From: Nick Piggin <nickpiggin@yahoo.com.au>
To: hawkes@sgi.com
Cc: Andrew Morton <akpm@osdl.org>, Ingo Molnar <mingo@elte.hu>,
Jack Steiner <steiner@sgi.com>, Paul Jackson <pj@sgi.com>,
linux-kernel@vger.kernel.org, John Hawkes <jrhawkes@yahoo.com>
Subject: Re: [PATCH] build sched domains tracking cpusets
Date: Fri, 07 Jul 2006 18:38:33 +1000 [thread overview]
Message-ID: <44AE1D89.20608@yahoo.com.au> (raw)
In-Reply-To: <20060706234356.23106.60834.sendpatchset@tomahawk.engr.sgi.com>
Hi John,
cool patch. I have a few comments.
hawkes@sgi.com wrote:
> This patch introduces the notion of dynamic sched domains (and sched
> groups) that track the creation and deletion of cpusets. Up to eight of
> these dynamic sched domains can exist per CPU, which seems to handle the
> observed use of cpusets by one popular job manager. Essentially, every
> new cpuset causes the creation of a new sched domain for the CPUs of
> that cpuset, and a deletion of the cpuset causes the destruction of that
> dynamic sched domain.

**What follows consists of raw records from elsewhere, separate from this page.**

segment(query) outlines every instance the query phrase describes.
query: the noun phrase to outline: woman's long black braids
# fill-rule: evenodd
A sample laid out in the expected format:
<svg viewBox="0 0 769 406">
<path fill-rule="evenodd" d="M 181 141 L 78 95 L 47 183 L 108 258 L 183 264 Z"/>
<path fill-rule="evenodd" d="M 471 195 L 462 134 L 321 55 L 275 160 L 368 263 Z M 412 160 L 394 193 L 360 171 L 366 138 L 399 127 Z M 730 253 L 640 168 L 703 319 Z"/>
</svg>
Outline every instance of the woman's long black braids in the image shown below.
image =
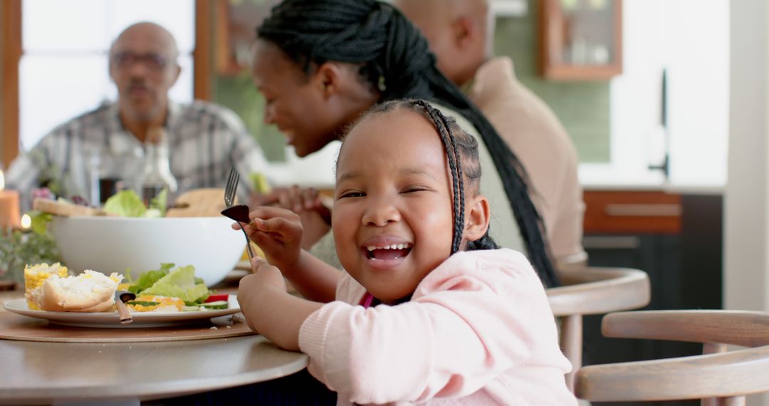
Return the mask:
<svg viewBox="0 0 769 406">
<path fill-rule="evenodd" d="M 558 285 L 525 170 L 478 107 L 438 70 L 427 41 L 400 12 L 375 0 L 284 0 L 257 35 L 308 73 L 328 61 L 360 64 L 379 102 L 424 98 L 461 114 L 491 155 L 529 260 L 546 286 Z"/>
</svg>

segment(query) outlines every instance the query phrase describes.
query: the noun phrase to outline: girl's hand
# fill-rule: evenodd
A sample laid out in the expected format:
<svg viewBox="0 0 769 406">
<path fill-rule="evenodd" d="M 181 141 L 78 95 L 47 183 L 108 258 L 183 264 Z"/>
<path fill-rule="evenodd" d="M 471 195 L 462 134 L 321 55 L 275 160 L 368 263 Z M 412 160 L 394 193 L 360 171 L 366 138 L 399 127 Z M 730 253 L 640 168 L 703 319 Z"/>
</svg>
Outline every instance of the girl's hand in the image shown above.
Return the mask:
<svg viewBox="0 0 769 406">
<path fill-rule="evenodd" d="M 264 251 L 267 261 L 291 269 L 299 260 L 304 230 L 298 215 L 283 208 L 258 207 L 248 214 L 248 238 Z M 233 225 L 233 228 L 237 228 Z"/>
<path fill-rule="evenodd" d="M 238 288 L 238 303 L 241 311 L 245 316 L 248 327 L 258 331 L 260 321 L 265 314 L 264 311 L 270 311 L 271 306 L 265 306 L 265 302 L 269 302 L 267 298 L 271 294 L 286 293 L 285 280 L 279 269 L 269 265 L 264 258 L 255 257 L 251 261 L 252 275 L 248 275 L 240 280 Z M 272 310 L 274 311 L 274 309 Z"/>
<path fill-rule="evenodd" d="M 288 295 L 280 270 L 264 259 L 251 261 L 253 275 L 238 288 L 238 302 L 248 327 L 278 346 L 299 350 L 299 330 L 305 320 L 322 305 Z"/>
</svg>

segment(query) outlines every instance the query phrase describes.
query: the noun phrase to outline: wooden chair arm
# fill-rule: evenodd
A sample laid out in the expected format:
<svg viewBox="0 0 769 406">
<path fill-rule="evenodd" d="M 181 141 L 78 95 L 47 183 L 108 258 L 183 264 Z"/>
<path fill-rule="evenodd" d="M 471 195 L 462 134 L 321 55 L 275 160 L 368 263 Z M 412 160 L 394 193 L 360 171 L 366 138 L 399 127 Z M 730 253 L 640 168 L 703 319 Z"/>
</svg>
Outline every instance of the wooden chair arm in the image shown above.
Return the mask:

New sched domains are inserted into each CPU's
> list as appropriate. The limit of 8/CPU (vs. unlimited) not only caps
> the upperbound of kmalloc memory being assigned to sched domain and
> sched group structs (thereby avoiding a potential denial-of-service
> attack by a runaway user creating cpusets), but it also caps the number
> of sched domains being searched by various algorithms in the scheduler.
>
> A "feature" of this implementation is that these dynamic sched domains
> build up until that limit of 8/CPU is reached, at which point no
> additional sched domains are created; or until a cpu-exclusive cpuset
> gets declared, at which point all the dynamically created sched domains
> in the affected CPUs get destroyed. A more sophisticated algorithm in
> kernel/cpuset.c could redeclare the dynamic sched domains after a
> cpu-exclusive cpuset gets declared, but that is outside the scope of
> this simple patch's simple change to kernel/cpuset.c.
>
> Signed-off-by: John Hawkes <hawkes@sgi.com>
>
> Index: linux/include/linux/sched.h
> ===================================================================
> --- linux.orig/include/linux/sched.h 2006-06-17 18:49:35.000000000 -0700
> +++ linux/include/linux/sched.h 2006-06-20 13:50:19.092284572 -0700
> @@ -558,6 +558,7 @@ enum idle_type
> #define SD_WAKE_AFFINE 32 /* Wake task to waking CPU */
> #define SD_WAKE_BALANCE 64 /* Perform balancing at task wakeup */
> #define SD_SHARE_CPUPOWER 128 /* Domain members share cpu power */
> +#define SD_TRACKS_CPUSET 4096 /* Spam matches non-exclusive cpuset */
I'd just use the next bit, and we should convert these to hex as
well I guess... I don't know what I was thinking ;)
>
> struct sched_group {
> struct sched_group *next; /* Must be a circular list */
> @@ -630,6 +631,9 @@ struct sched_domain {
> extern void partition_sched_domains(cpumask_t *partition1,
> cpumask_t *partition2);
>
> +extern void add_sched_domain(const cpumask_t *cpu_map);
> +extern void destroy_sched_domain(const cpumask_t *cpu_map);
Not a big deal, but I'd probably be happier with a single hook from
the cpusets code, which does the right thing depending on whether it
is exclusive or not.
Hard to know which way around the layering should go, but I think that
it is simply a hint to the balancer code to do something nice, and as
such we should leave it completely to the scheduler.
> +#ifdef CONFIG_CPUSETS
CPUSETS only? Or do we want to try to help sched_setaffinity users as
well?
> +
> +struct sched_domain_bundle {
> + struct sched_domain sd_cpuset;
> + struct sched_group **sg_cpuset_nodes;
> + int use_count;
> +};
Can you get away without using the bundle? Or does it make things easier?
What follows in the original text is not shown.